Information processing in the brain does not only depend on the rate of action potentials, but also on their precise timing. Recent studies showed that due to a locking of action potentials to a specific phase of oscillatory activity, neural oscillations serve to facilitate communication between synchronized brain regions. Moreover, oscillatory activity may define time windows for spike-timing dependent forms of synaptic plasticity and thereby facilitate learning and memory formation. This talk provides an overview on intracranial EEG studies on the role of oscillations during different memory processes. Long-term memory formation is accompanied by an increase in phase synchronization between rhinal cortex and hippocampus. Facilitated encoding of unexpected information relies on a loop involving the hippocampus and nucleus accumbens. During working memory (WM), we observed slow potentials in the medial temporal lobe (MTL) and a load-dependent increase in gamma band activity in the rhinal cortex. Interactions between face-selective regions in the inferior temporal cortex and the MTL and within the latter one increased with memory load, indicating an enhanced MTL recruitment during maintenance of multiple items. Furthermore, WM maintenance was associated with an enhanced locking of gamma power to specific phases of theta cycles, consistent with an influential model of the mechanism underlying multi-item WM. During sleep, high-frequent “ripple” activity in the rhinal cortex correlated with subsequent retrieval, indicative of a role of these oscillations for memory consolidation. Finally, we found that ripples were followed by an enhanced synchronization between MTL and neocortex, possibly related to information transfer during sleep. Taken together, these findings indicate that oscillatory activities in different frequency bands play a role during different steps of memory formation.

Axmacher, N., Mormann,. F., Fernández, G., Elger, C.E. and Fell, J. (2006) Memory formation by neuronal synchronization.
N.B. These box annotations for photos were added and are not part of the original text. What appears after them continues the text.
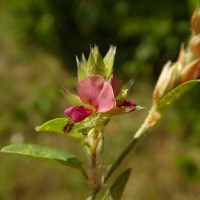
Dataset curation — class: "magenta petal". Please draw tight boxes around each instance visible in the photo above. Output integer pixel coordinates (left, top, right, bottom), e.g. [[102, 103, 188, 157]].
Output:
[[109, 75, 121, 97], [96, 82, 116, 112], [77, 75, 105, 107], [117, 100, 137, 111], [78, 75, 115, 112], [64, 106, 93, 123]]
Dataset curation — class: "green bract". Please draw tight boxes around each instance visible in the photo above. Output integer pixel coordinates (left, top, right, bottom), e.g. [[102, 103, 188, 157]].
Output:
[[76, 46, 116, 81]]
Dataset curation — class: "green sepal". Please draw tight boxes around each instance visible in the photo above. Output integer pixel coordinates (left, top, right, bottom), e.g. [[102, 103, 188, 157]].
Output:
[[76, 54, 89, 81], [63, 90, 85, 106], [102, 168, 132, 200], [36, 118, 93, 140], [76, 46, 116, 81], [1, 144, 87, 178], [86, 46, 105, 77], [157, 79, 200, 112], [103, 46, 116, 80], [116, 80, 134, 101]]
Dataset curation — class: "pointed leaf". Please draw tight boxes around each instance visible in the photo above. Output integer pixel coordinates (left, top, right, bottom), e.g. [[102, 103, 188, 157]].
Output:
[[36, 118, 94, 140], [1, 144, 82, 169], [102, 168, 132, 200], [157, 79, 200, 111]]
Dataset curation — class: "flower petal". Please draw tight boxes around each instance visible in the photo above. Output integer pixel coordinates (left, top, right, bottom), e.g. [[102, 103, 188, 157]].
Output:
[[77, 75, 105, 107], [64, 106, 93, 123], [77, 75, 115, 112], [109, 75, 121, 97], [96, 82, 116, 112]]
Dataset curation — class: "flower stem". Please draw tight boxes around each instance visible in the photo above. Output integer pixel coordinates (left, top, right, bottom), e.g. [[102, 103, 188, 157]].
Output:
[[103, 105, 160, 184]]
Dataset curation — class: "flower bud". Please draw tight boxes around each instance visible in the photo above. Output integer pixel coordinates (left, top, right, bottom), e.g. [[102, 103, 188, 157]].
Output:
[[191, 8, 200, 35], [76, 46, 116, 81]]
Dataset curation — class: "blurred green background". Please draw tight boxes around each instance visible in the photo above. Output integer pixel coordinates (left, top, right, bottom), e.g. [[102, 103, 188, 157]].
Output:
[[0, 0, 200, 200]]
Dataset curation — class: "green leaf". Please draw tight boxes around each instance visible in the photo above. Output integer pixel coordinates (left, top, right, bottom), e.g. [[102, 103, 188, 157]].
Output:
[[1, 144, 88, 179], [1, 144, 82, 169], [36, 118, 94, 140], [157, 79, 200, 112], [102, 168, 132, 200]]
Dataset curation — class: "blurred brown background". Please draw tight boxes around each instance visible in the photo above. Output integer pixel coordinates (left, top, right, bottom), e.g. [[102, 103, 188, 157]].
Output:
[[0, 0, 200, 200]]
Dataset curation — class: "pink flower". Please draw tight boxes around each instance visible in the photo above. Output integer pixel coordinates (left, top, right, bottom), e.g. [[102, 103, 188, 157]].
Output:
[[64, 106, 93, 123], [65, 75, 136, 123]]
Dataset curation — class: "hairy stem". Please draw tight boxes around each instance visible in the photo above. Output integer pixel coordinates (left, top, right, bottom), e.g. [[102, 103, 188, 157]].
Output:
[[103, 105, 160, 183]]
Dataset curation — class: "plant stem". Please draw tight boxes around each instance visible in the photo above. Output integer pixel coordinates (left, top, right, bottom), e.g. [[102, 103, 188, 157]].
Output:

Brain Res Rev. 52(1): 170-182.

Axmacher, N., Schmitz, D.P., Wagner, T., Elger C.E. and Fell, J. (2008) Interactions between medial temporal lobe, prefrontal cortex, and inferior temporal regions during visual working memory: a combined intracranial EEG and functional magnetic resonance imaging study. J. Neurosci. 28(29): 7304-7312.

Entrainment of electroencephalography (EEG) with transcranial alternating current stimulation

Ryota Kanai, Institute of Cognitive Neuroscience, UCL, London, UK

Brain activity measured with electroencephalography (EEG) on the scalp and intracranially recorded local field potentials exhibit oscillatory activities at various frequencies. Oscillatory activities at different frequencies from slow wave oscillations to high-gamma activities are thought to reflect different brain states and processing modes. However, their functional roles are yet to be determined. As an approach to investigate the roles of brain oscillations, we sought to use frequency-specific brain stimulation to entrain oscillatory activity in the cortex. To do so, we employed transcranial alternating current stimulation (tACS) over the visual cortex and examined their influences on visual processing.
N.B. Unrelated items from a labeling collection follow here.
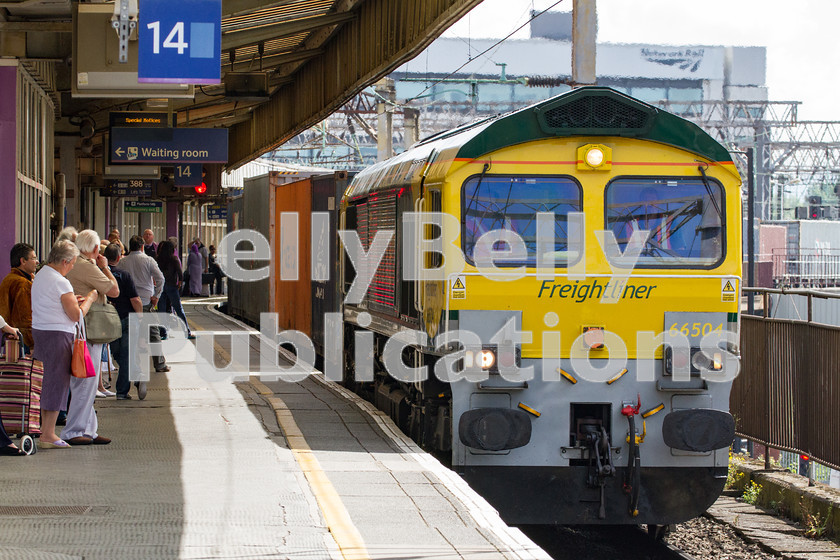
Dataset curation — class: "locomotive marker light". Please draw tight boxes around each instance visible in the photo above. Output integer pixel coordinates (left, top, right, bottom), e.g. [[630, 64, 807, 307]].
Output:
[[577, 144, 613, 171]]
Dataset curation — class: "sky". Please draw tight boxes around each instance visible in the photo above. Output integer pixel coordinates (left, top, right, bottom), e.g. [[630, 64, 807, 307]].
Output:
[[444, 0, 840, 121]]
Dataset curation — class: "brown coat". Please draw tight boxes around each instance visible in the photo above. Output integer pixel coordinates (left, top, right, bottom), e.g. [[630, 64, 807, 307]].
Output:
[[0, 268, 35, 349]]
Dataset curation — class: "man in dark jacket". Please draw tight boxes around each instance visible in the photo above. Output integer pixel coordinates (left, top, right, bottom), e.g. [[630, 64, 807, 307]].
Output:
[[105, 243, 146, 401]]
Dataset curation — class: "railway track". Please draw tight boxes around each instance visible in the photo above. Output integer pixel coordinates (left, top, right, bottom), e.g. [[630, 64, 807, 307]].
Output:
[[519, 525, 699, 560]]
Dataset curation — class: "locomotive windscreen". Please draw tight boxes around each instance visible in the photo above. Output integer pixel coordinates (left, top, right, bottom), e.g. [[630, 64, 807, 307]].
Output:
[[606, 177, 725, 267], [461, 175, 581, 267]]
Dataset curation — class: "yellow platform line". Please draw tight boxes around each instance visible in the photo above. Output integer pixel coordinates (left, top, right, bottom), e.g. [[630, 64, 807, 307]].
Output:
[[251, 377, 370, 560], [189, 321, 370, 560]]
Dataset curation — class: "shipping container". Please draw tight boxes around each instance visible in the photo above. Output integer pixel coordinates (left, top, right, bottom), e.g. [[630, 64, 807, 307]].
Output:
[[271, 171, 350, 355], [228, 171, 336, 327]]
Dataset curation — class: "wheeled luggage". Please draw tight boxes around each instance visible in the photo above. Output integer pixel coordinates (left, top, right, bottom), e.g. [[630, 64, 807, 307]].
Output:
[[0, 336, 44, 436]]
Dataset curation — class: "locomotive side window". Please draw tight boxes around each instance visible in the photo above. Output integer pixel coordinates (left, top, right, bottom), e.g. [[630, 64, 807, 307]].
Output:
[[606, 177, 725, 268], [461, 175, 581, 267]]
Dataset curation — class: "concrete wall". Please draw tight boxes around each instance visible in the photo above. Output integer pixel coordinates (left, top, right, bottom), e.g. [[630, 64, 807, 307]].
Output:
[[0, 66, 18, 278]]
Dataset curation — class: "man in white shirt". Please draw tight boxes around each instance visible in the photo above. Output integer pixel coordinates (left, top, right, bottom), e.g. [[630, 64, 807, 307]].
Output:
[[117, 235, 169, 373]]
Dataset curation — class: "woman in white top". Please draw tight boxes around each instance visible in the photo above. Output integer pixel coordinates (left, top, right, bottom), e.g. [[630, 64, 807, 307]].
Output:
[[32, 240, 98, 449]]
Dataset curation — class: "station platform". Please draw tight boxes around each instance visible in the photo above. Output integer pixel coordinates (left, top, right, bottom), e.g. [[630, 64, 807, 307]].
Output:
[[0, 298, 548, 559]]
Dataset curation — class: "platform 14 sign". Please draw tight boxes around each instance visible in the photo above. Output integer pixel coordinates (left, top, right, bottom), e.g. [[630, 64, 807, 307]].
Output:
[[137, 0, 222, 84]]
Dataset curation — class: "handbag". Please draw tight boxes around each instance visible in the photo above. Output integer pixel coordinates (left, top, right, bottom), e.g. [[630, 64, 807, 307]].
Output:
[[85, 302, 122, 344], [70, 325, 96, 379], [3, 334, 21, 364]]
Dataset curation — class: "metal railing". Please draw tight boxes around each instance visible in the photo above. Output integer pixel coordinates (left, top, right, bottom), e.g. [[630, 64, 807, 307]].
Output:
[[772, 252, 840, 288], [730, 288, 840, 469]]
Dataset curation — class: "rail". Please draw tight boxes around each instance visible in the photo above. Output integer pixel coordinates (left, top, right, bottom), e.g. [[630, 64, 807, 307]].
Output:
[[771, 248, 840, 288], [730, 288, 840, 469]]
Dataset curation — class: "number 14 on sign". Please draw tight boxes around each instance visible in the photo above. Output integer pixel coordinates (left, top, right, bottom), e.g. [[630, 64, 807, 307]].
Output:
[[146, 21, 190, 54]]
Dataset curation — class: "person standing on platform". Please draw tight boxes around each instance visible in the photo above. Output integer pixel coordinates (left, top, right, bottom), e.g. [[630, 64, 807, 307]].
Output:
[[0, 243, 38, 351], [61, 229, 120, 445], [207, 245, 225, 296], [32, 239, 98, 449], [105, 243, 146, 401], [117, 235, 170, 373], [106, 228, 125, 255], [187, 243, 202, 297], [143, 229, 157, 259], [158, 241, 195, 340]]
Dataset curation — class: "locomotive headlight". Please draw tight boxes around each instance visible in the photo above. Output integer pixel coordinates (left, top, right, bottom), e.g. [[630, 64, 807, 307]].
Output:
[[464, 350, 475, 368], [478, 348, 496, 369], [586, 147, 604, 167], [577, 144, 612, 171]]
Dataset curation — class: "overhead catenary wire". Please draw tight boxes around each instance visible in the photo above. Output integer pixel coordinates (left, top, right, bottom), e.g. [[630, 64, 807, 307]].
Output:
[[401, 0, 563, 105]]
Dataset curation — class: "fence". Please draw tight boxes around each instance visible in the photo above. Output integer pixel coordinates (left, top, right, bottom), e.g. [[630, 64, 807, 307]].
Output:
[[772, 248, 840, 288], [730, 288, 840, 469]]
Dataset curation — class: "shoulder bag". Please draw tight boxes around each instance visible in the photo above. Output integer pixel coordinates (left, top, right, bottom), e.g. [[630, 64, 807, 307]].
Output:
[[85, 302, 122, 344], [70, 325, 96, 379]]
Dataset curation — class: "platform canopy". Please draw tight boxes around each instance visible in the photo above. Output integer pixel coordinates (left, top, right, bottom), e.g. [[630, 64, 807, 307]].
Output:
[[0, 0, 481, 167]]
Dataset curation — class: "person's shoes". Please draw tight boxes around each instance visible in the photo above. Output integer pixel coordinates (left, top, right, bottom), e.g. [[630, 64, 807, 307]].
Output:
[[38, 439, 71, 449], [0, 445, 26, 457]]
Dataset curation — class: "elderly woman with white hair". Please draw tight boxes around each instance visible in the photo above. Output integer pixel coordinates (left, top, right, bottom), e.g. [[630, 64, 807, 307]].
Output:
[[32, 239, 98, 449], [61, 229, 120, 445]]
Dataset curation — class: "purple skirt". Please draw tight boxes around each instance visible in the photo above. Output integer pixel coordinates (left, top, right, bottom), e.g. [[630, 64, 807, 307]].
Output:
[[32, 329, 73, 410]]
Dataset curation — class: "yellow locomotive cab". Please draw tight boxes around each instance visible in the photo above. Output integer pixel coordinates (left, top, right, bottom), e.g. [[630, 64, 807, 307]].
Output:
[[340, 87, 742, 524]]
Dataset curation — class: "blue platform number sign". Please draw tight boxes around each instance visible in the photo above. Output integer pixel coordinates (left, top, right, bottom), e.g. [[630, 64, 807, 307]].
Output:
[[137, 0, 222, 84]]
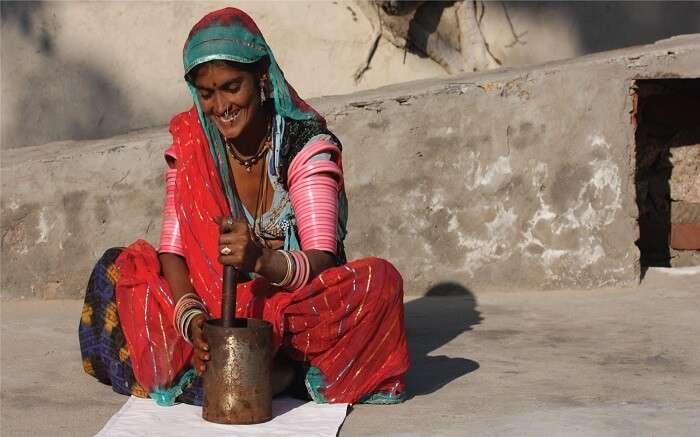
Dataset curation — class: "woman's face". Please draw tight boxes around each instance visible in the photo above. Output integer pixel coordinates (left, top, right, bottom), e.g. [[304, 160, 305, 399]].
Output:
[[193, 62, 261, 140]]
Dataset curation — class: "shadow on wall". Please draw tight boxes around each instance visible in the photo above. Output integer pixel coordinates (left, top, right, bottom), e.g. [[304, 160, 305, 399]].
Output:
[[405, 282, 483, 397], [501, 1, 700, 53], [0, 2, 133, 148]]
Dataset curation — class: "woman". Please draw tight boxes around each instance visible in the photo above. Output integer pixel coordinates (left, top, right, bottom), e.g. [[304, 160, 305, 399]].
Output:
[[80, 8, 409, 405]]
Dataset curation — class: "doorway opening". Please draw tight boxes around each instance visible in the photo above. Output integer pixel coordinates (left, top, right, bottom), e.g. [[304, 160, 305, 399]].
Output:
[[632, 79, 700, 276]]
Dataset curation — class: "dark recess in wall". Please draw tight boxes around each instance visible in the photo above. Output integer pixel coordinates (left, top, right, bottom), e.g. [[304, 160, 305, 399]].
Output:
[[632, 79, 700, 275]]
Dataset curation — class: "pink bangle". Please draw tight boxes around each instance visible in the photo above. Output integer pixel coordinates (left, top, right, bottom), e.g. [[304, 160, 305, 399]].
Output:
[[158, 168, 185, 256], [288, 250, 311, 290], [289, 155, 342, 254]]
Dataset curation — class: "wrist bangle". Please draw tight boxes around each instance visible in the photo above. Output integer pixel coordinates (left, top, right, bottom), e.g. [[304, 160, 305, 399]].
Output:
[[180, 308, 204, 344], [173, 293, 206, 343], [270, 250, 296, 288]]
We show that stimulating the brain with a biophysically relevant frequency can interact with ongoing EEG activity. More specifically, we show that stimulating the visual cortex with alternating current can induce perception of phosphenes in a frequency dependent manner. We compared the effects of delivering tACS under light and dark conditions. Stimulation over the occipital cortex induced perception of continuously flickering light most effectively when the beta (16Hz-24Hz) frequency range was applied in an illuminated room, whereas the most effective stimulation frequency shifted to the alpha frequency range when tested in darkness. This shift of the effective stimulation frequency mimics the shift of the dominant EEG frequency under the lighting conditions. Therefore, we inferred the frequency dependency is caused by interactions with ongoing oscillatory activity in the cortex stimulated (Kanai et al., 2008).
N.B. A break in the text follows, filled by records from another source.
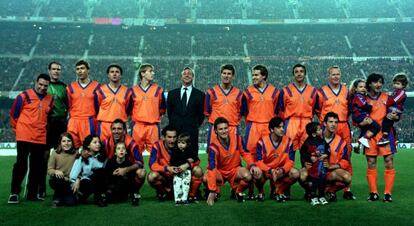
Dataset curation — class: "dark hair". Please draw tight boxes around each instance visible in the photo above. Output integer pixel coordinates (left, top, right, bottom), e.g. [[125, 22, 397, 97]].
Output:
[[75, 60, 90, 70], [268, 117, 283, 131], [392, 72, 408, 88], [36, 73, 50, 82], [306, 122, 320, 137], [349, 78, 367, 95], [323, 111, 339, 122], [82, 134, 102, 150], [138, 64, 154, 79], [56, 132, 76, 154], [252, 64, 269, 81], [214, 117, 229, 129], [106, 64, 123, 75], [292, 64, 306, 75], [47, 61, 62, 70], [161, 125, 177, 137], [367, 73, 384, 92], [177, 132, 191, 146], [111, 118, 127, 132], [220, 64, 236, 75]]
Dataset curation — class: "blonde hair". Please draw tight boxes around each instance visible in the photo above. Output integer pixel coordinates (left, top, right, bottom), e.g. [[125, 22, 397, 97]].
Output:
[[349, 78, 367, 95]]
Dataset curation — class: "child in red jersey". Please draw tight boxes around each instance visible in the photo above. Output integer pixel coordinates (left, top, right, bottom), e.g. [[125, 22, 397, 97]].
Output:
[[377, 73, 408, 145], [300, 122, 330, 206]]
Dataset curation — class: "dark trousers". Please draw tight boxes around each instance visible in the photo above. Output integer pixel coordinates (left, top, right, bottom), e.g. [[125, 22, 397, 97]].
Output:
[[46, 118, 67, 149], [106, 172, 139, 202], [49, 176, 76, 206], [78, 168, 105, 202], [11, 141, 46, 199], [309, 177, 326, 198]]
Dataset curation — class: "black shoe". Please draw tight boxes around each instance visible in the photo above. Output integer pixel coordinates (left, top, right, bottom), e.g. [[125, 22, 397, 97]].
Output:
[[367, 192, 379, 202], [236, 193, 245, 202], [269, 193, 277, 200], [246, 193, 256, 201], [96, 194, 108, 207], [276, 194, 287, 202], [254, 193, 264, 202], [157, 192, 167, 202], [382, 193, 392, 202], [131, 193, 141, 206], [7, 194, 19, 204], [325, 192, 336, 202], [303, 192, 312, 202], [284, 189, 290, 201], [342, 191, 356, 200], [37, 192, 46, 201], [188, 196, 198, 203]]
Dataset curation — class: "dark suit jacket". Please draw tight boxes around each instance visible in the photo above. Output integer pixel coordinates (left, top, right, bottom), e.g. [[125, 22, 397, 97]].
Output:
[[167, 86, 205, 152]]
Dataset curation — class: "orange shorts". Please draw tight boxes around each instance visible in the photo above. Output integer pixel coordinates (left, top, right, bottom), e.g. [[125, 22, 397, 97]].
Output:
[[285, 118, 311, 151], [244, 122, 270, 156], [132, 122, 161, 154], [207, 124, 239, 148], [364, 130, 397, 156], [207, 166, 240, 192], [68, 117, 97, 148]]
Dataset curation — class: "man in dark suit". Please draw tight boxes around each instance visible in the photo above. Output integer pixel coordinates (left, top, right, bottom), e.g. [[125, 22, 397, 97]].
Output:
[[167, 67, 204, 153], [167, 67, 204, 202]]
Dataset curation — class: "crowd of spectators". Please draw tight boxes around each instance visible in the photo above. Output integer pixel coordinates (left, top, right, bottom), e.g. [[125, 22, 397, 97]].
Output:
[[0, 0, 414, 20], [0, 28, 37, 54], [244, 0, 294, 19], [145, 0, 186, 19], [197, 0, 242, 19], [299, 0, 346, 19], [0, 23, 414, 142], [39, 0, 87, 18]]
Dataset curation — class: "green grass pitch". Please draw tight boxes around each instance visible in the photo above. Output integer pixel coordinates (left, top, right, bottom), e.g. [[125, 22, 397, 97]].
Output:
[[0, 150, 414, 226]]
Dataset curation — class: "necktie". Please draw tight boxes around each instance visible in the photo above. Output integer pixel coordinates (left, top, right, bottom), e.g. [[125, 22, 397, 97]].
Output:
[[181, 88, 187, 110]]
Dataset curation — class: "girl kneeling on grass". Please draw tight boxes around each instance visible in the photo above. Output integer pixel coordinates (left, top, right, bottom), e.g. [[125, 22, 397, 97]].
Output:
[[69, 135, 107, 207]]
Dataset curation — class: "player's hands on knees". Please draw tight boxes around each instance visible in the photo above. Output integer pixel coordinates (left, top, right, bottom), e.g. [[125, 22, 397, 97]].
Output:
[[55, 170, 65, 179], [207, 192, 217, 206], [250, 166, 262, 178], [72, 178, 80, 194]]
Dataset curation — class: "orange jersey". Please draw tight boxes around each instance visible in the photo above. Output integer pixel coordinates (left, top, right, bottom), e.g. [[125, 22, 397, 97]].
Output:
[[207, 134, 254, 191], [242, 84, 280, 123], [149, 140, 172, 172], [256, 134, 295, 173], [318, 85, 349, 122], [328, 135, 350, 170], [102, 134, 144, 166], [279, 83, 318, 120], [10, 89, 54, 144], [66, 81, 100, 119], [131, 84, 166, 123], [204, 85, 243, 126], [95, 84, 131, 123]]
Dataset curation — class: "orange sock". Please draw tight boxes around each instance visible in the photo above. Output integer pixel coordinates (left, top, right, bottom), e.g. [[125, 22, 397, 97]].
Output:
[[384, 169, 395, 194], [236, 180, 250, 193], [188, 176, 203, 197], [276, 176, 294, 194], [367, 168, 378, 193]]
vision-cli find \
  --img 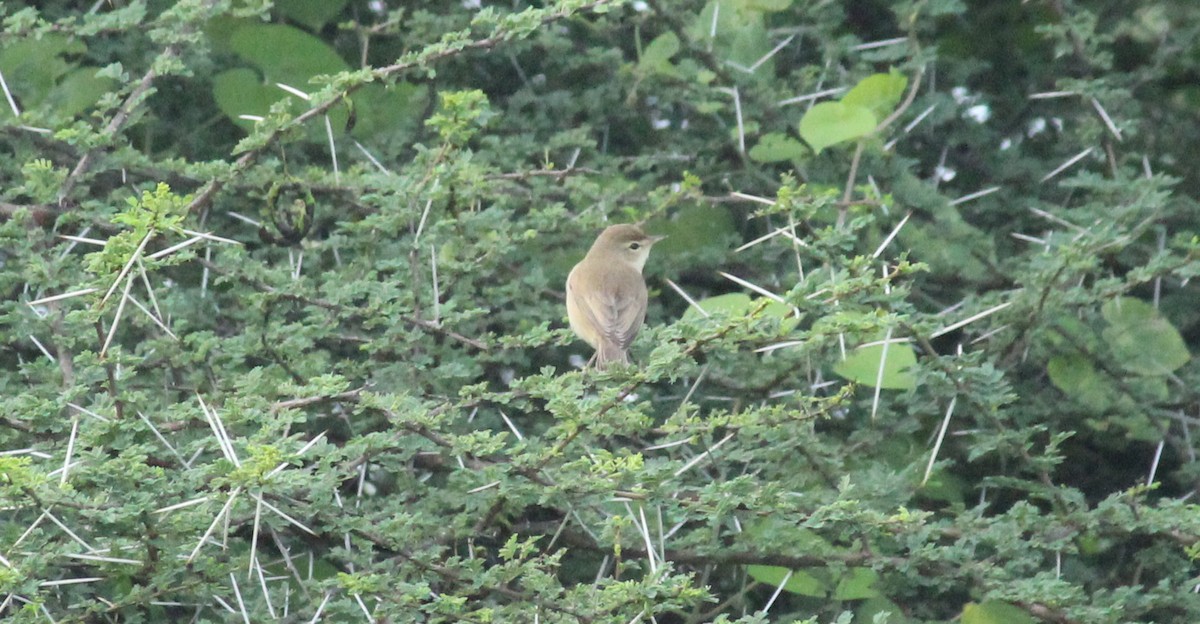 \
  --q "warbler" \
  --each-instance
[566,223,666,368]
One concern with this interpretation is that the source of phosphene induction may not be cortical but due to retinal stimulation (Schwiedrzik, 2009; Schutter in press). In order to test whether tACS over the visual cortex has an effect on the cortical activity rather than simply activating retinal neurons, we measured the cortical excitability of the visual cortex under tACS by measuring the thresholds of TMS-induced phosphenes. The experiment revealed that 20Hz tACS significantly increases the excitability of the visual cortex, whereas lower frequencies (4Hz and 10Hz) slightly reduced it. Our finding supports the idea that tACS indeed interacts with the ongoing EEG and modify the processing mode of the human cortex in a frequency dependent manner.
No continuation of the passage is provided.